Operational EnvironmentEvolving relations between Afghanistan and Pakistan, as well as the sub-regional and internal security challenges continue to define the complex operational environment in Pakistan, with a possibility of impacting UNHCR’s operations, protection space and availability of sustainable solutions for Afghan refugees.
Following the elections in July 2018, the new government has shown intentions of solving refugees and immigrants’ issues in accordance with international humanitarian laws within the framework of the Solutions Strategy for Afghan Refugees (SSAR).

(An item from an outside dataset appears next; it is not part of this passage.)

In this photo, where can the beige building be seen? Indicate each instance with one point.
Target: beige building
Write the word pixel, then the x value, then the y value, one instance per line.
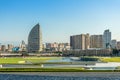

In line with the Comprehensive Policy on Voluntary Repatriation and Management of Afghan Nationals, approved by the Federal Cabinet in 2017, the Government of Pakistan registered close to 880,000 undocumented Afghans and UNHCR will continue supporting the Government in the implementation of other aspects of the Comprehensive Policy, including i) continued extension of the Proof of Registration (PoR) cards; ii) advocacy for the enactment of the national refugee law and iii) implementation of a flexible visa regime for PoR card holders who will be able to obtain Afghan passports and Pakistani visas (business, student, inter-marriage, skilled and unskilled labour) in Pakistan. These new policies could effectively change the landscape of refugee protection and migration management in Pakistan and in the sub-region in the years to come.
In 2019, UNHCR will work with the Government of Pakistan to ensure that this flexible visa regime includes necessary protection safeguards, however the roll-out of the initiative will depend on the ability of the Government of Afghanistan to start issuing Afghan passports in Pakistan.
Key PrioritiesIn 2019, UNHCR will focus on:
- Facilitating the return, in close coordination with the Governments of Afghanistan and Pakistan, of a number of Afghans who opt for voluntary return, despite the volatility and unpredictability in the sub-region combined with deteriorating security situation in Afghanistan;
- Carrying out core mandate activities and promoting the legal stay of refugees into and beyond 2019 for their continued protection in the country. Nine Advice and Legal Aid Centres will continue to provide free legal assistance, legal interventions and advocacy, supported by a network of pro-bono lawyers;
- Pursuing its community-based protection and urban outreach strategy, with the objective to empower Afghan refugees and strengthen their resilience capacity, enabling them to minimize their exposure to protection risks.
- Finding funding for and developing projects implemented under the Refugee Affected and Hosting Areas (RAHA) initiative, which play a major role in the social cohesion between refugees and the Pakistani communities.